Google Report: 99.95 Percent Of DMCA Takedown Notices Are Bot-Generated Bullshit Buckshot
from the overplaying-their-hand dept
Google, being the search giant that it is, has been banging the drum for some time about the silly way the DMCA has been abused by those that wield it like a cudgel. Here at Techdirt, we too have described the many ways that the well-intentioned DMCA and the way its implemented by service providers has deviated from its intended purpose. Still, the vast majority of our stories discuss deliberate attempts by human beings to silence critics and competition using the takedown process. Google, on the other hand, has been far more focused on statistics for DMCA takedown notices that show wanton disregard for what it was supposed to be used for entirely. That makes sense of course, as the abuse of the takedown process is a burden on the search company. In that first link, for instance, Google noted that more than half the takedown notices it was receiving in 2009 were mere attempts by one business targeting a competitor, while over a third of the notices contained nothing in the way of a valid copyright dispute.
But if those numbers were striking in 2009, Google's latest comment to the Copyright Office (see our own comment here) on what's happening in the DMCA 512 notice-and-takedown world shows some stats for takedown notices received through its Trusted Copyright Removal Program... and makes the whole ordeal look completely silly.
A significant portion of the recent increases in DMCA submission volumes for Google Search stem from notices that appear to be duplicative, unnecessary, or mistaken. As we explained at the San Francisco Roundtable, a substantial number of takedown requests submitted to Google are for URLs that have never been in our search index, and therefore could never have appeared in our search results. For example, in January 2017, the most prolific submitter submitted notices that Google honored for 16,457,433 URLs. But on further inspection, 16,450,129 (99.97%) of those URLs were not in our search index in the first place. Nor is this problem limited to one submitter: in total, 99.95% of all URLs processed from our Trusted Copyright Removal Program in January 2017 were not in our index.

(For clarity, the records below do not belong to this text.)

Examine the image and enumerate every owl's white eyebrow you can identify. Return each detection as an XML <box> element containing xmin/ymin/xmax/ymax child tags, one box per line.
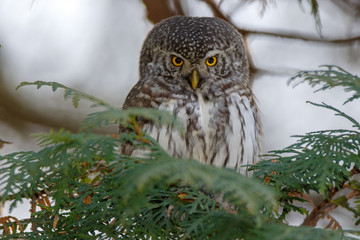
<box><xmin>160</xmin><ymin>50</ymin><xmax>186</xmax><ymax>59</ymax></box>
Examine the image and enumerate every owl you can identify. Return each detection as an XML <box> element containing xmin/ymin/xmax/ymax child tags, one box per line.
<box><xmin>123</xmin><ymin>16</ymin><xmax>261</xmax><ymax>174</ymax></box>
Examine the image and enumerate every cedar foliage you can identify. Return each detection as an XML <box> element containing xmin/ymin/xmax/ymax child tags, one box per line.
<box><xmin>0</xmin><ymin>66</ymin><xmax>360</xmax><ymax>240</ymax></box>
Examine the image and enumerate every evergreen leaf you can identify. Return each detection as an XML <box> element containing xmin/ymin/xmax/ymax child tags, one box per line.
<box><xmin>289</xmin><ymin>65</ymin><xmax>360</xmax><ymax>104</ymax></box>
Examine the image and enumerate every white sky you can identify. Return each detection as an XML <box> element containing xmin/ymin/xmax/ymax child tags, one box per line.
<box><xmin>0</xmin><ymin>0</ymin><xmax>360</xmax><ymax>229</ymax></box>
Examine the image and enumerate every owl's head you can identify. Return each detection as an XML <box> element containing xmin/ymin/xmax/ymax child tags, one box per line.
<box><xmin>140</xmin><ymin>16</ymin><xmax>249</xmax><ymax>93</ymax></box>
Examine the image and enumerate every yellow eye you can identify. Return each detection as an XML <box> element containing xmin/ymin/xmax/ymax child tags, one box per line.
<box><xmin>171</xmin><ymin>57</ymin><xmax>184</xmax><ymax>67</ymax></box>
<box><xmin>206</xmin><ymin>57</ymin><xmax>216</xmax><ymax>67</ymax></box>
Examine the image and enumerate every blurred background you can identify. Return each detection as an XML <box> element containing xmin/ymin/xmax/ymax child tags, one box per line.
<box><xmin>0</xmin><ymin>0</ymin><xmax>360</xmax><ymax>227</ymax></box>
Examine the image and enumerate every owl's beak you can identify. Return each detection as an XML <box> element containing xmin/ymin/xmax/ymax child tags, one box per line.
<box><xmin>190</xmin><ymin>69</ymin><xmax>200</xmax><ymax>90</ymax></box>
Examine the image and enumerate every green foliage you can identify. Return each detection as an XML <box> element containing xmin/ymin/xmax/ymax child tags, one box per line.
<box><xmin>290</xmin><ymin>65</ymin><xmax>360</xmax><ymax>104</ymax></box>
<box><xmin>0</xmin><ymin>65</ymin><xmax>360</xmax><ymax>240</ymax></box>
<box><xmin>298</xmin><ymin>0</ymin><xmax>322</xmax><ymax>33</ymax></box>
<box><xmin>251</xmin><ymin>66</ymin><xmax>360</xmax><ymax>232</ymax></box>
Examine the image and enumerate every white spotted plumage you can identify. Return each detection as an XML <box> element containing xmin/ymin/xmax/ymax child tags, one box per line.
<box><xmin>124</xmin><ymin>17</ymin><xmax>261</xmax><ymax>174</ymax></box>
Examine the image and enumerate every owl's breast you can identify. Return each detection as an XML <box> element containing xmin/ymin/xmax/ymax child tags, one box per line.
<box><xmin>145</xmin><ymin>89</ymin><xmax>260</xmax><ymax>172</ymax></box>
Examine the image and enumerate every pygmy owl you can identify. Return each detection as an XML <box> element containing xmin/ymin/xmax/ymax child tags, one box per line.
<box><xmin>123</xmin><ymin>16</ymin><xmax>261</xmax><ymax>173</ymax></box>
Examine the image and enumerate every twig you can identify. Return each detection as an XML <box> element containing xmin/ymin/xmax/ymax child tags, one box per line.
<box><xmin>203</xmin><ymin>0</ymin><xmax>360</xmax><ymax>44</ymax></box>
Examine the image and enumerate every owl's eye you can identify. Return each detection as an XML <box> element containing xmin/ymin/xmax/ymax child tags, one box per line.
<box><xmin>171</xmin><ymin>57</ymin><xmax>184</xmax><ymax>67</ymax></box>
<box><xmin>206</xmin><ymin>57</ymin><xmax>216</xmax><ymax>67</ymax></box>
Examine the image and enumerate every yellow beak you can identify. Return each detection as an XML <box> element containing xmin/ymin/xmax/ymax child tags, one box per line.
<box><xmin>190</xmin><ymin>69</ymin><xmax>200</xmax><ymax>90</ymax></box>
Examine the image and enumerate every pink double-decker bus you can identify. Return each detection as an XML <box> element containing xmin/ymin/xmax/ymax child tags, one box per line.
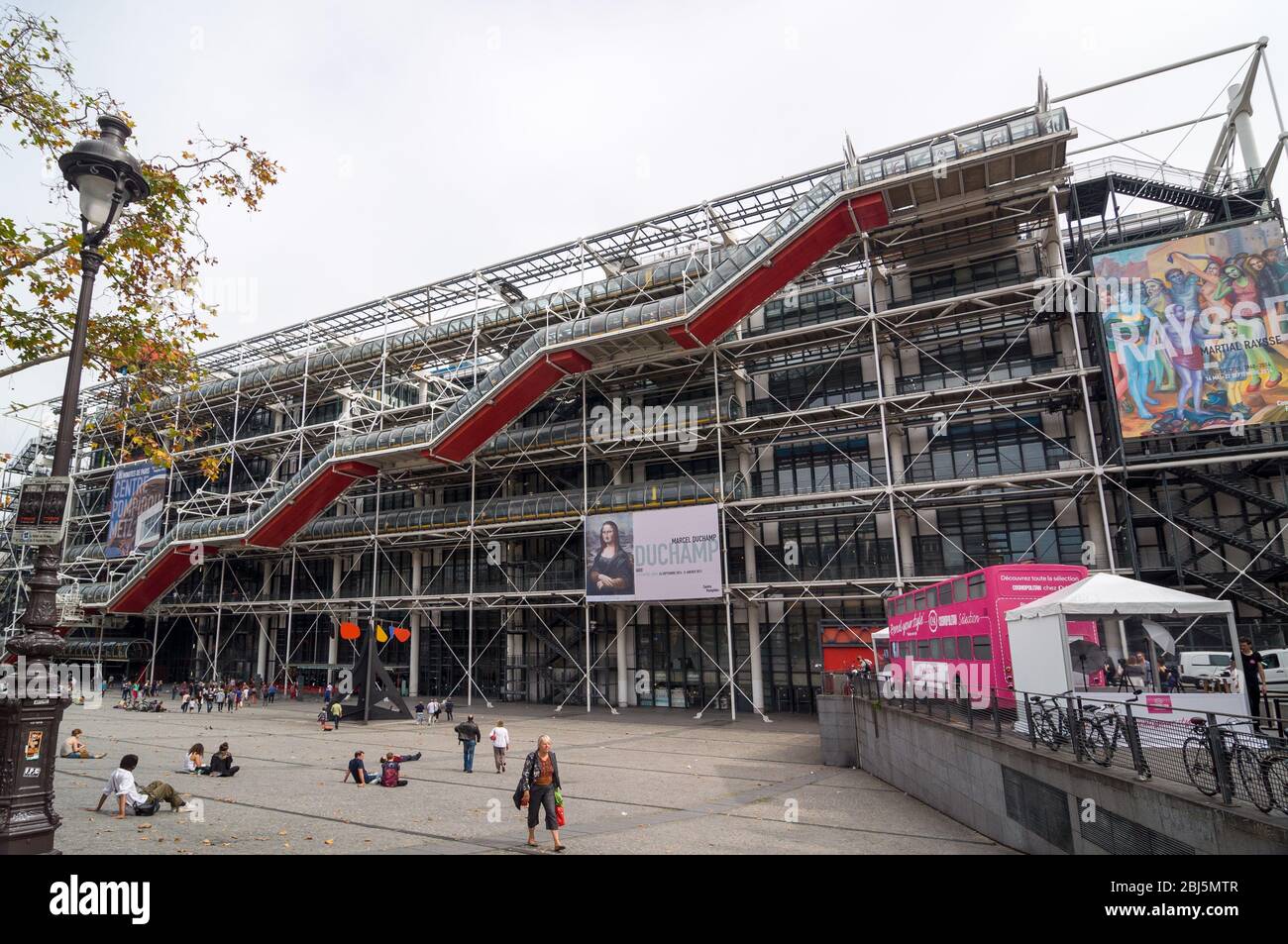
<box><xmin>886</xmin><ymin>564</ymin><xmax>1099</xmax><ymax>705</ymax></box>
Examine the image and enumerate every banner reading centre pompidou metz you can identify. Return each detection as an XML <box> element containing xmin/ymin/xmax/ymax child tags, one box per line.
<box><xmin>104</xmin><ymin>461</ymin><xmax>166</xmax><ymax>558</ymax></box>
<box><xmin>1092</xmin><ymin>223</ymin><xmax>1288</xmax><ymax>439</ymax></box>
<box><xmin>587</xmin><ymin>505</ymin><xmax>721</xmax><ymax>601</ymax></box>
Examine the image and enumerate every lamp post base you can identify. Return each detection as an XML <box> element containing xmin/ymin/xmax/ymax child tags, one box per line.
<box><xmin>0</xmin><ymin>698</ymin><xmax>67</xmax><ymax>855</ymax></box>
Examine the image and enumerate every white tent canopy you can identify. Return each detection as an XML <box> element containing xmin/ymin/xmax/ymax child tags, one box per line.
<box><xmin>1006</xmin><ymin>574</ymin><xmax>1234</xmax><ymax>621</ymax></box>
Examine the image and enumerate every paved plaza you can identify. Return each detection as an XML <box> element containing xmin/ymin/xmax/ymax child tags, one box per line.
<box><xmin>55</xmin><ymin>702</ymin><xmax>1009</xmax><ymax>855</ymax></box>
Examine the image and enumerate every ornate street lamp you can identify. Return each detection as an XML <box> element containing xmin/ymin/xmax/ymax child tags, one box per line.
<box><xmin>0</xmin><ymin>115</ymin><xmax>149</xmax><ymax>855</ymax></box>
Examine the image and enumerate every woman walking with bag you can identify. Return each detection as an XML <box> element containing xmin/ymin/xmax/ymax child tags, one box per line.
<box><xmin>519</xmin><ymin>734</ymin><xmax>568</xmax><ymax>853</ymax></box>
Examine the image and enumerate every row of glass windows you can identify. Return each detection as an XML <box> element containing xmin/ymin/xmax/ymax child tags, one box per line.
<box><xmin>890</xmin><ymin>636</ymin><xmax>993</xmax><ymax>662</ymax></box>
<box><xmin>886</xmin><ymin>574</ymin><xmax>987</xmax><ymax>615</ymax></box>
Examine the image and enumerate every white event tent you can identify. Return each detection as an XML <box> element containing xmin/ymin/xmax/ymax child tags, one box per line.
<box><xmin>1006</xmin><ymin>574</ymin><xmax>1248</xmax><ymax>715</ymax></box>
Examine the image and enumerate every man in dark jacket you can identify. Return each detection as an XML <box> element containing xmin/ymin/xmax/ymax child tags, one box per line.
<box><xmin>456</xmin><ymin>715</ymin><xmax>483</xmax><ymax>774</ymax></box>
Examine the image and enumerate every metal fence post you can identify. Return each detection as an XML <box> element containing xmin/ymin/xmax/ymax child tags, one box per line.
<box><xmin>1124</xmin><ymin>702</ymin><xmax>1153</xmax><ymax>781</ymax></box>
<box><xmin>1064</xmin><ymin>695</ymin><xmax>1086</xmax><ymax>761</ymax></box>
<box><xmin>1207</xmin><ymin>711</ymin><xmax>1234</xmax><ymax>806</ymax></box>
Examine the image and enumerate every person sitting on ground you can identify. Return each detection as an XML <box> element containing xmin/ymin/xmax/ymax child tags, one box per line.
<box><xmin>210</xmin><ymin>741</ymin><xmax>241</xmax><ymax>777</ymax></box>
<box><xmin>340</xmin><ymin>751</ymin><xmax>378</xmax><ymax>787</ymax></box>
<box><xmin>380</xmin><ymin>751</ymin><xmax>420</xmax><ymax>787</ymax></box>
<box><xmin>94</xmin><ymin>754</ymin><xmax>188</xmax><ymax>819</ymax></box>
<box><xmin>63</xmin><ymin>728</ymin><xmax>107</xmax><ymax>760</ymax></box>
<box><xmin>184</xmin><ymin>741</ymin><xmax>210</xmax><ymax>774</ymax></box>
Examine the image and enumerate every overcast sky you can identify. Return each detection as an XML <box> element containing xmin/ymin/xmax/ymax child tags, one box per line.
<box><xmin>0</xmin><ymin>0</ymin><xmax>1288</xmax><ymax>452</ymax></box>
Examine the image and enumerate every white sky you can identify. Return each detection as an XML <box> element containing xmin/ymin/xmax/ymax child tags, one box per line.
<box><xmin>0</xmin><ymin>0</ymin><xmax>1288</xmax><ymax>452</ymax></box>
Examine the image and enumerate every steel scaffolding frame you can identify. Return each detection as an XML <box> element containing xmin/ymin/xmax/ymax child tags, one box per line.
<box><xmin>9</xmin><ymin>39</ymin><xmax>1288</xmax><ymax>717</ymax></box>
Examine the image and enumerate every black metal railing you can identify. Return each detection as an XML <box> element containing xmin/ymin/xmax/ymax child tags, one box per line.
<box><xmin>821</xmin><ymin>673</ymin><xmax>1288</xmax><ymax>815</ymax></box>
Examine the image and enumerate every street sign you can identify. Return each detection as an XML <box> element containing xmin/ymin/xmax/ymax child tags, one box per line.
<box><xmin>12</xmin><ymin>475</ymin><xmax>72</xmax><ymax>545</ymax></box>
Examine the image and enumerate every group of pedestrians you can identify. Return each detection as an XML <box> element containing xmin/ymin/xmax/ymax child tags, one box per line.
<box><xmin>336</xmin><ymin>702</ymin><xmax>567</xmax><ymax>853</ymax></box>
<box><xmin>416</xmin><ymin>695</ymin><xmax>456</xmax><ymax>724</ymax></box>
<box><xmin>176</xmin><ymin>682</ymin><xmax>258</xmax><ymax>715</ymax></box>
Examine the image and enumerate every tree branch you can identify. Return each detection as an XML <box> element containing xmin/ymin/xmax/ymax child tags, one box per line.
<box><xmin>0</xmin><ymin>351</ymin><xmax>71</xmax><ymax>378</ymax></box>
<box><xmin>0</xmin><ymin>240</ymin><xmax>71</xmax><ymax>277</ymax></box>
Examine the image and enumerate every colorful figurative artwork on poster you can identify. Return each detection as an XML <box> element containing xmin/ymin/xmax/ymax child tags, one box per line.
<box><xmin>1092</xmin><ymin>223</ymin><xmax>1288</xmax><ymax>439</ymax></box>
<box><xmin>585</xmin><ymin>505</ymin><xmax>722</xmax><ymax>601</ymax></box>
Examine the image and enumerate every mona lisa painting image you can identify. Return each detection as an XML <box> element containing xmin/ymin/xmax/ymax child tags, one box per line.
<box><xmin>587</xmin><ymin>511</ymin><xmax>635</xmax><ymax>599</ymax></box>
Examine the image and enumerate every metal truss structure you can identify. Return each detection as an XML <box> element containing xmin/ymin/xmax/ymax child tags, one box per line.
<box><xmin>3</xmin><ymin>35</ymin><xmax>1288</xmax><ymax>716</ymax></box>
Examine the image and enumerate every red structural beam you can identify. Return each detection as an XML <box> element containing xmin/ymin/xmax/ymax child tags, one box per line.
<box><xmin>107</xmin><ymin>545</ymin><xmax>219</xmax><ymax>613</ymax></box>
<box><xmin>242</xmin><ymin>460</ymin><xmax>378</xmax><ymax>548</ymax></box>
<box><xmin>667</xmin><ymin>193</ymin><xmax>889</xmax><ymax>349</ymax></box>
<box><xmin>430</xmin><ymin>351</ymin><xmax>591</xmax><ymax>463</ymax></box>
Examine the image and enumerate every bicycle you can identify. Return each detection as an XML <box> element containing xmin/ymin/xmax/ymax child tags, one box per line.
<box><xmin>1029</xmin><ymin>695</ymin><xmax>1069</xmax><ymax>751</ymax></box>
<box><xmin>1078</xmin><ymin>689</ymin><xmax>1141</xmax><ymax>768</ymax></box>
<box><xmin>1265</xmin><ymin>752</ymin><xmax>1288</xmax><ymax>814</ymax></box>
<box><xmin>1181</xmin><ymin>717</ymin><xmax>1276</xmax><ymax>812</ymax></box>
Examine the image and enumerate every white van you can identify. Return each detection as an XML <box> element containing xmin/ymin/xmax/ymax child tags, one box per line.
<box><xmin>1261</xmin><ymin>649</ymin><xmax>1288</xmax><ymax>689</ymax></box>
<box><xmin>1181</xmin><ymin>652</ymin><xmax>1231</xmax><ymax>679</ymax></box>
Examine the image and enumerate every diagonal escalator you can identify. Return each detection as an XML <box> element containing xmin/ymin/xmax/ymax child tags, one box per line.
<box><xmin>81</xmin><ymin>168</ymin><xmax>889</xmax><ymax>613</ymax></box>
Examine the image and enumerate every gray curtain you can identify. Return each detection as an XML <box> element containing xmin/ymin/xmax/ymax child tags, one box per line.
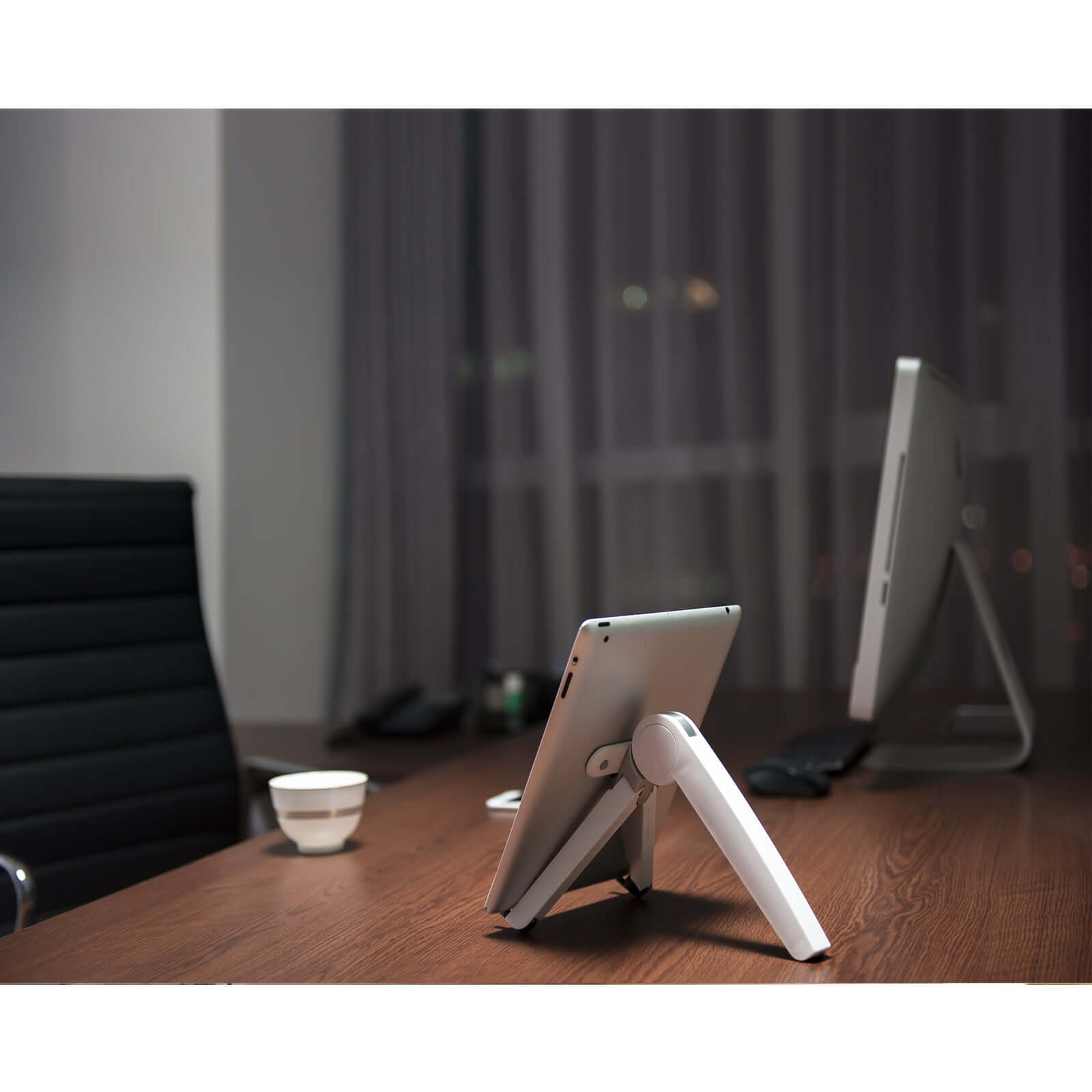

Now, because Google is Google, the company doesn't generally have a great deal of sympathy hoisted upon it by the public, never mind by copyright protectionists. But, come on, this is simply nuts. When the number of claims coming through the system that don't even pertain to listed results by Google can be logically rounded up to 100%, that's putting a burden on a company for no valid reason whatsoever. Even if you hate Google, or distrust it, it should be plain as day that it's unfair for it to have to wade through all this muck just to appease the entertainment industries.
And, it's important to note that this isn't all of the notices received, but just those coming through the Trusted Copyright Removal system -- meaning that these are organizations that supposedly are supposed to have at least some credibility not to be submitting totally bogus notices. But, apparently, they don't actually give a damn.
The problem, as you may have already guessed, is that most of these claims are being generated through automated systems designed to shotgun-blast DMCA notices with reckless abandon.
These numbers of simply staggering with only a tiny number of millions of requests reflecting actual pages in the search index. Rather, 99.95% of the processed URLs from Google’s trusted submitter program are machine-generated URLs that do not involve actual pages in the search index. Given that data, Google notes that claims that the large number of requests correlates to infringing content on the Internet is incorrect:
Nor is the large number of takedown requests to Google a good proxy even for the volume of infringing material available on the Internet. Many of these submissions appear to be generated by merely scrambling the words in a search query and appending that to a URL, so that each query makes a different URL that nonetheless leads to the same page of results.
The claim by the entertainment industry that one can see what a problem piracy is by looking at the sheer volume of DMCA notices sent to search engines shall hereby be declared dead, having been buried by the industry's fellow takedown-notice-filers. That claim never made much sense, but these stats sever any link between takedown notice numbers and actual piracy completely. And there needs to be a remedy for this, whether its punishment upon the abusers or rules for how notices can be filed. Because these numbers are ridiculous.